A state Senate bill has been reintroduced that would increase from three to five the number of economic tiers in North Carolina.
Senate Bill 491 would create the following tiers: the top-20 counties; counties 21 to 40; 41 to 60; 61 to 80; and 81 to 100.
State law requires Commerce officials to annually rank the economic health of all 100 counties.
The current system ranks the 20 most prosperous counties as Tier 3, the next 40 as Tier 2 and the 40 most distressed as Tier 1.
Forsyth and Guilford counties are currently ranked as Tier 2 counties.
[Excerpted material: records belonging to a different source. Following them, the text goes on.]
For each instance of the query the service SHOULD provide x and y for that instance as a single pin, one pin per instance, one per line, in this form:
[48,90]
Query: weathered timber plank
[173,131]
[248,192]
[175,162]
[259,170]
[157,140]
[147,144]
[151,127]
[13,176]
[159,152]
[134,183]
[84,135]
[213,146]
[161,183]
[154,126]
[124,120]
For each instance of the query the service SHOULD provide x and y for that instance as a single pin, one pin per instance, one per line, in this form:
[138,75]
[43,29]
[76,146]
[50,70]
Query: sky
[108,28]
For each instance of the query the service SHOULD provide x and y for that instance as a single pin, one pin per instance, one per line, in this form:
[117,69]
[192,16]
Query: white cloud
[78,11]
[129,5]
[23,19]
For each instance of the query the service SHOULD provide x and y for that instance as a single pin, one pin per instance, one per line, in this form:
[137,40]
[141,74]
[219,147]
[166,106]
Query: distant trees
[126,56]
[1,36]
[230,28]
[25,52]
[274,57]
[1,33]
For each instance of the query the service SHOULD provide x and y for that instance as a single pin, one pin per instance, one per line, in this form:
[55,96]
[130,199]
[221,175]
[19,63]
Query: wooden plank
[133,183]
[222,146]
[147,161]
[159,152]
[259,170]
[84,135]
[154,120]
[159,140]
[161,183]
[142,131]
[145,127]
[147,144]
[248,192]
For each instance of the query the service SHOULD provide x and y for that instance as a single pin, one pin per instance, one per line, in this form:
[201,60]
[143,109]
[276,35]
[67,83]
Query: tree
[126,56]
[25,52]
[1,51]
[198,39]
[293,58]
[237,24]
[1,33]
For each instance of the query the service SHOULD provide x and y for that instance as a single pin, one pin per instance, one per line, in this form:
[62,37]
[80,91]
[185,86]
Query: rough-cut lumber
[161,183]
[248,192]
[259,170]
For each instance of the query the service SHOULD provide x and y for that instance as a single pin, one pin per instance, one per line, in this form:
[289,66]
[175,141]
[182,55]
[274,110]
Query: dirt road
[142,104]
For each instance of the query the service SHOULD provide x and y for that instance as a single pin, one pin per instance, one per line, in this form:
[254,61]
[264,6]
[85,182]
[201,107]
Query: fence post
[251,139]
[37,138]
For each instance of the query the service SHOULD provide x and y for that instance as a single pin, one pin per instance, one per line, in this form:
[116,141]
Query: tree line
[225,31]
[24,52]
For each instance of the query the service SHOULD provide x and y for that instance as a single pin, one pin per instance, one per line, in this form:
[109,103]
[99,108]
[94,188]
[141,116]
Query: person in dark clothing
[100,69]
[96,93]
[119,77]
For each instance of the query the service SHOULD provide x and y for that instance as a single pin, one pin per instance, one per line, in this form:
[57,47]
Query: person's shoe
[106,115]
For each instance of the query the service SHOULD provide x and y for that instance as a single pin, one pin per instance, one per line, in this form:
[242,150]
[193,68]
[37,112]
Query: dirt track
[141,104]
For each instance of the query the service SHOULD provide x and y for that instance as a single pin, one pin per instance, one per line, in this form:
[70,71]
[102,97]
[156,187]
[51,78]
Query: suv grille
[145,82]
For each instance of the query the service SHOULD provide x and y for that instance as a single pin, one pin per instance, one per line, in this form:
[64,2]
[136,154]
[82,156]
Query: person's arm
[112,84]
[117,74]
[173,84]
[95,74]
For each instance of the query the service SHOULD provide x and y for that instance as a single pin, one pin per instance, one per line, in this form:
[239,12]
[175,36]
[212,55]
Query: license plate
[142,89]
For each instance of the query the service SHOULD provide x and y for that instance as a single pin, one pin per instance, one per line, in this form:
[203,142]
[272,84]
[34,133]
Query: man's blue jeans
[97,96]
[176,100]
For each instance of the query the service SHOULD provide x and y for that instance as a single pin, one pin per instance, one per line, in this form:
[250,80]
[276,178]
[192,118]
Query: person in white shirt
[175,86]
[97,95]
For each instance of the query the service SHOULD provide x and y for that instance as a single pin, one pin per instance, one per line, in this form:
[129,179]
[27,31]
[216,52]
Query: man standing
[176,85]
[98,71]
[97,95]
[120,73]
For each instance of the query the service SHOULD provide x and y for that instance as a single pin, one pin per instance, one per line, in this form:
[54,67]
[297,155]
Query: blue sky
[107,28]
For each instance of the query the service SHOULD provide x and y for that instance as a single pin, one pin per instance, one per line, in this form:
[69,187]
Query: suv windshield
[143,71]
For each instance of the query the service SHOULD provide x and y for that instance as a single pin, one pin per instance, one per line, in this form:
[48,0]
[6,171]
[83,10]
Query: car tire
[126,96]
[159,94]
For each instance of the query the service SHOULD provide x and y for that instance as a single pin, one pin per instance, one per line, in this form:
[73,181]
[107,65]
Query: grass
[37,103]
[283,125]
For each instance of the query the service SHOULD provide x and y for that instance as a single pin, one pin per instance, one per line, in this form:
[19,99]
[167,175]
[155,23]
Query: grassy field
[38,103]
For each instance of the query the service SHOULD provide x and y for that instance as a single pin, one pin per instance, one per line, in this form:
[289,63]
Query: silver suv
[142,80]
Watauga County is the lone Tier 3 in the 14-county region of the Triad and Northwest N.C.
It’s unclear how much support the shift has in the General Assembly.
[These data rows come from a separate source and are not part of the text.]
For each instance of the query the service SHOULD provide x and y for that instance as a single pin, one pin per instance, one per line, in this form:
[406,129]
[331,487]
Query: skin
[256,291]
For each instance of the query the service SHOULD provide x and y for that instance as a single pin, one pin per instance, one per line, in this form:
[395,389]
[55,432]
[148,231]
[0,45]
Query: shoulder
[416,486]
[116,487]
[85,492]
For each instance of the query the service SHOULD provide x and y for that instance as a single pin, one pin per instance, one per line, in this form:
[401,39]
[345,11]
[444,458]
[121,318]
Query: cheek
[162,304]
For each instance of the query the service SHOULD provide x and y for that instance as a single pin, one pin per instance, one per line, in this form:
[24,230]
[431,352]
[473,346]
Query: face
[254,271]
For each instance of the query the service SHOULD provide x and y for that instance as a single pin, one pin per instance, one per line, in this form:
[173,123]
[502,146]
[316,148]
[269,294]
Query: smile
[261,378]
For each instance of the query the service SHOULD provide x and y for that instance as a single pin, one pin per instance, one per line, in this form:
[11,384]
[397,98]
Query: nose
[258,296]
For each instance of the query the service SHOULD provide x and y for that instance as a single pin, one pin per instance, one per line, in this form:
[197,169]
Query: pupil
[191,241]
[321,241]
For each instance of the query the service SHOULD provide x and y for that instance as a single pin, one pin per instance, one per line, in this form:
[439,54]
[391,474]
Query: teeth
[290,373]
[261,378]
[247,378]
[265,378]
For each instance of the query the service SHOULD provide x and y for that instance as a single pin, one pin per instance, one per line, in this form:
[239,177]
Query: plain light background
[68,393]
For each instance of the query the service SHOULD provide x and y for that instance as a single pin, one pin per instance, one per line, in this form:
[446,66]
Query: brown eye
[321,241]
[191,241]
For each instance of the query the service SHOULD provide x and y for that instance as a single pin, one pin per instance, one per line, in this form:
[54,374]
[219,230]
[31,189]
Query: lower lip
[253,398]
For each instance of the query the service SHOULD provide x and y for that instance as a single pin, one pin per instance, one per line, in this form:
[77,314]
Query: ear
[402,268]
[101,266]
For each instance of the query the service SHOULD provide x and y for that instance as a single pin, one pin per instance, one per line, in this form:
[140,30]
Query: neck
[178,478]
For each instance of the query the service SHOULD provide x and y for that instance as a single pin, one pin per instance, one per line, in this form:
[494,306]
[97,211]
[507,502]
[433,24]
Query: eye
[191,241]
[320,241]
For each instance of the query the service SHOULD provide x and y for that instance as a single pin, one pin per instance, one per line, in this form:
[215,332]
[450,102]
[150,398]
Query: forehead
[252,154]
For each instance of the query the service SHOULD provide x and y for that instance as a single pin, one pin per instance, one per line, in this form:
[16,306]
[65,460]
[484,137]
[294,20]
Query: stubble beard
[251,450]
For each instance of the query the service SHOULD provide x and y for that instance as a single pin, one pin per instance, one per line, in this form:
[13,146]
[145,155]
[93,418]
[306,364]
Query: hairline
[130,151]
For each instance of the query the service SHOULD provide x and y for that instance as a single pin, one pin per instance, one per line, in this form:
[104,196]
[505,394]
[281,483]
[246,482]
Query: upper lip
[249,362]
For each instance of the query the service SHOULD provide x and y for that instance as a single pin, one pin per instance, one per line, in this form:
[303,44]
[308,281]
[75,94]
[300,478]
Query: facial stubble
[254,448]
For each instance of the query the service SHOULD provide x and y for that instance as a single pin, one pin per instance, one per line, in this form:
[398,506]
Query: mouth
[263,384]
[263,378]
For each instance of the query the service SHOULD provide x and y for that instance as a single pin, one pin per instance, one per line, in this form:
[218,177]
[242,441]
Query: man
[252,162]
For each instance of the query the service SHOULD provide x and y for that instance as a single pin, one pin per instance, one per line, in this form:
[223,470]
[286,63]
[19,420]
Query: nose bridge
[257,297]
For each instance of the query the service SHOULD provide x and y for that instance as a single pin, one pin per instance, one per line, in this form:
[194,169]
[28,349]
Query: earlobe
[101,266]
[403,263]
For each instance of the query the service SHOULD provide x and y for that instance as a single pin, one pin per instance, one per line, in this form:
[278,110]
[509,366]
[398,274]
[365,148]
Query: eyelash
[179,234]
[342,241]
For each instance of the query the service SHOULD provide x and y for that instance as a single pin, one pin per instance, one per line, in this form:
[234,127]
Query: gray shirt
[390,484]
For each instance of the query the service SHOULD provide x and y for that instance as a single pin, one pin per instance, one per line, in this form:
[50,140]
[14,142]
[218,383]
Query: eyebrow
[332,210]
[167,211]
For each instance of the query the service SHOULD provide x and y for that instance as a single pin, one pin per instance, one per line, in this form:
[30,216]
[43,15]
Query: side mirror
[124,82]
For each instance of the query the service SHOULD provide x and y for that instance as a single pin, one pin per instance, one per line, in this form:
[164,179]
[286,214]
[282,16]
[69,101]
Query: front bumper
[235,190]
The same economic-tier language was filed during the 2019 session as Senate Bill 597. It was not addressed at the committee level.
Tier designations determine eligibility for Commerce Department grant programs.
Tier rankings are based primarily on an assessment of each county’s unemployment rate, median household income, population growth and assessed property valuation per capita.
The adjusted property valuation per capita on vacation properties is a major reason why some coastal and mountain counties have a higher rankings than their neighbors.
“This tier system is incorporated into various state programs to encourage economic activity in the less prosperous areas of the state,” Commerce said.
Tier designations determine eligibility for Commerce grant programs that include building reuse, water and sewer infrastructure, and the downtown revitalization Main Street program.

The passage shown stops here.